The biggest update here is to Nintendo’s screenshot-sharing methodologies, which have long left much to be desired. You can now scan a QR code with your phone and instantly transfer up to 10 images and one video at once. No Wi-Fi required, even.
That fresh convenience is balanced out by a strange new icon on the Switch’s home menu. The bright red icon is ostensibly for the Nintendo Switch Online program… but clicking it doesn’t lead to much at all. And there’s no way to remove it from your home screen. Ugh.
Screenshot away, folks — As much as we’d like to pretend we don’t care about bragging on the internet, we absolutely do. And our gaming experiences are certainly not exempt from this — sharing screenshots of one's latest accomplishments has become a very important part of gaming culture in recent years, so much so that the latest Xbox controller includes a dedicated Share button.
Until now, sharing screenshots on the Switch has been easy enough if you want to send them right to Twitter with a few hashtags; using them for any other purpose, though, not so much. That generally required saving them to a microSD card and then extracting them from it after extracting it from the Switch. A wholly unpleasant and time-consuming exercise. The latest Switch OS update changes this for the better: there’s a new “Send to phone” option, and it doesn’t even require an internet connection. Just scan a QR code and send away.
Well, it can’t all be good — There is just one minor annoyance with Switch OS 11.0: a bright red Nintendo Switch Online bubble at the bottom of the home screen. The icon sits alongside long-standing icons for sections of the operating system like News, Settings, and Power Options.

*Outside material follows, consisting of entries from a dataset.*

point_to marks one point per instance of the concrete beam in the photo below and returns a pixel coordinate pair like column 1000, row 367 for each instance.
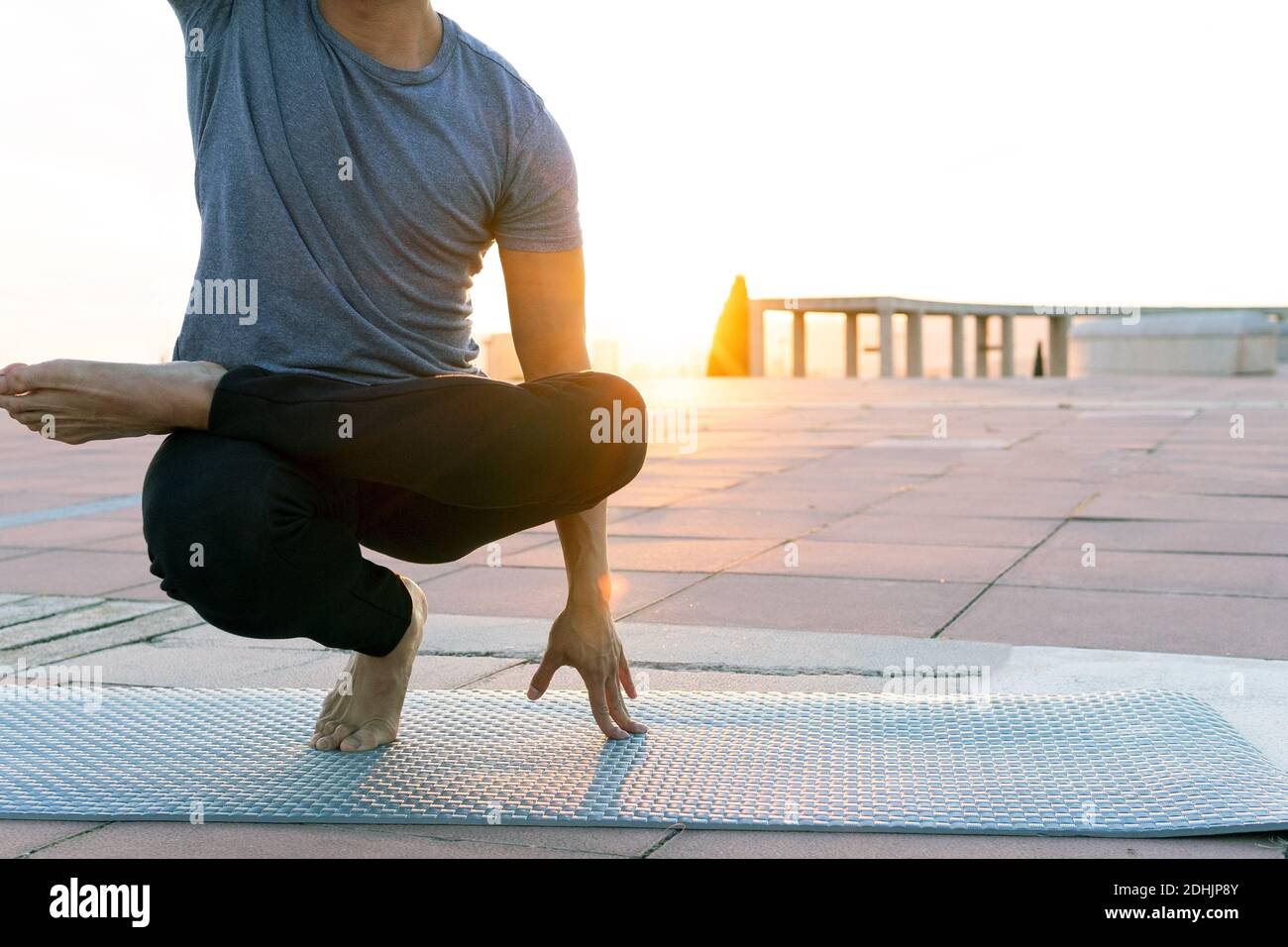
column 851, row 344
column 958, row 346
column 798, row 343
column 914, row 344
column 982, row 347
column 885, row 313
column 1008, row 346
column 1057, row 343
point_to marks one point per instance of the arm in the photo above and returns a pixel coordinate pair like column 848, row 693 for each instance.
column 546, row 292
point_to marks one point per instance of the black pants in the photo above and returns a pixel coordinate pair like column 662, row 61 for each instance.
column 257, row 522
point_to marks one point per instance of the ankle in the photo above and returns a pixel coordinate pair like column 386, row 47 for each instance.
column 193, row 408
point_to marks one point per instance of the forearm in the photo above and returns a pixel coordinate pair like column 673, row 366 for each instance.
column 585, row 547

Clicking the icon leads to a hub of sorts, with information about games you can play online, membership options, and cloud-saved data. None of it is particularly useful unless you’re bored and want to just scroll through online gaming options.
Nintendo hasn’t mentioned anything about this hub yet, so it’s difficult to say whether or not it will be expanded in the future. Right now it kind of reads like a large-scale advertising campaign. The console’s sales have been record-setting in 2020, so it makes sense Nintendo would work overtime to introduce all of those new players to the Switch Online platform from which it generates recurring subscription revenue.
The icon is somewhat aesthetically unpleasing next to its row of sleek white bubble neighbors — but that’s apparently the trade-off for better screenshot-sharing. We’ll take what we can get here. And besides, we spend most of our time on the Switch playing games, no perusing the menus, thankfully.